画面に突然、ガンダムらしきものが現れた。
似ていても明らかにガンダムではない彼らだが、さりとて説明がある訳でもない。
しかし気がつけば彼らとは、一年戦争終結まで共に戦うこととなった。
ご存じ旧キットのジムです。
「この一体形成を目に焼き付けろ」
「挟み込みと分割線はプラモデルの華だ」
「だが時を経てもホントにランナー状態で塗装して良いものかという疑問が」
箱を開けると目に飛び込んでくる「弱緑」が鮮烈です。
実際には真っ白の整形色にもできたのでしょうが、アニメだと結構緑色です。
これは意味不明な色ではなく原作再現なのです。
「これ程洗練された組み立て前の光景があるだろうか。 この完璧な光景には、つまみはいらないがお酒が必要だ」
旧キットは今見ると全部プラ関節ですし、分割も簡易で何だか頼りなく見えます。
パーツ数もすごく少ないので下手をしたら説明書とか見なくても大丈夫なのでは? 等と考えてしまいそうですが、間違うと当然大変なことになるので、ちゃんと見ましょう。
「紛うことなきジムである」
30分とかからない内に、連邦の顔なしガンダムが姿を現します。
最新のガンプラは、何かを考えている余裕がありません。
「次はここを組み立てる」と頭がランナーのことのみを考えているようです。
旧キットは、雑念が湧きまくるキットです。
腕の次に足を組み立てるのは、ガンプラに慣れてくると何だか大ごとになってしまいます。
旧キットは足の次に何が来ようが全然気になりません。
「股関節組み立てるの面倒……」とか考えているキット的な尺が存在しないのです。
まぁ股関節ブロックとか無いですしね。
「各部関節が(申し訳程度に)自由に可動する」
最新の食玩とかにも可動範囲はダブルスコアで負けています。
各パーツの分割がシンプルかつ簡素なのです。
片足6パーツです、最新キットなら頭だって6パーツはありますよね。
「なだらかに下がっていく肩のライン! ジムが強そうじゃダメなんだよ」
旧キットジムを悪く言うつもりは全くなく、むしろ感動すら覚えています。
明らかにガンダムより弱い肩のシルエット、丸みを帯びた顔、ジムのキャラクターを完璧に再現しています。

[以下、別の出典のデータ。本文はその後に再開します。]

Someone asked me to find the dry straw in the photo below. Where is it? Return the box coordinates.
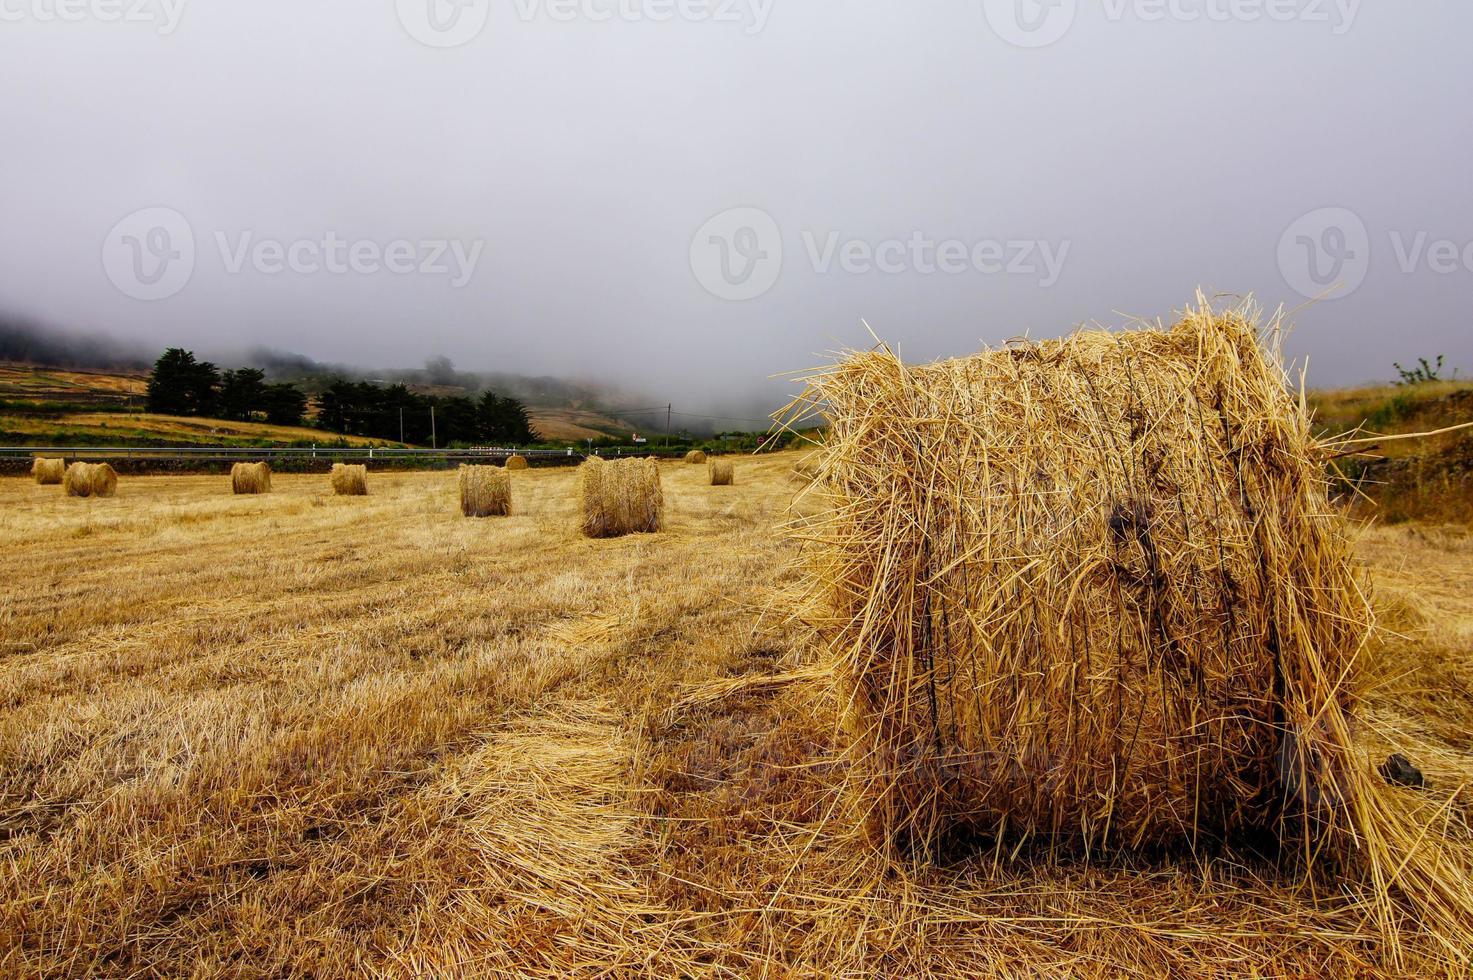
[459,464,511,517]
[579,456,663,537]
[505,455,530,471]
[231,461,272,495]
[31,457,65,485]
[62,462,117,498]
[684,449,707,464]
[708,458,734,486]
[330,463,368,496]
[782,294,1473,960]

一方で初代ガンダムキットより後発だけあり、手首の差し替えや組み立てやすさも進歩しています。
特に挟み込みの肩関節に若干の「遊び」があり、ポーズ付けに一役買っている所など溜息がでます。
「中身が完全に空洞な為か、バランスの悪い姿勢でも自立できる」
プラモデルを作るとは、自分にとって何であるのか。
原始のガンプラは、そうした根源的な問いさえ投げかけてくるようです。
旧キットは300円なので、もう少し足せばHGUCのガンプラが買えます。
にもかかわらず、接着剤を使い、今見るとさして格好良い訳でもない古いプラモデルをなぜ作っているのか。
そして完成しても、塗装しなければ明らかに物足りない。
じゃあ仕方ないからガンダムマーカーでも買ってくるか?
そう、旧キットは今や自分に問うキットとなったのです。
「味のあるキットには、味のあるビームサーベルが」
組み立てたいのか?
パーツをきれいに整形したいのか?
塗装をしたいのか?
飾りたいのか?
組み立ての30分間に「次どうしよう?」と、雑念を掃いては捨て、また掃いては捨てることになります。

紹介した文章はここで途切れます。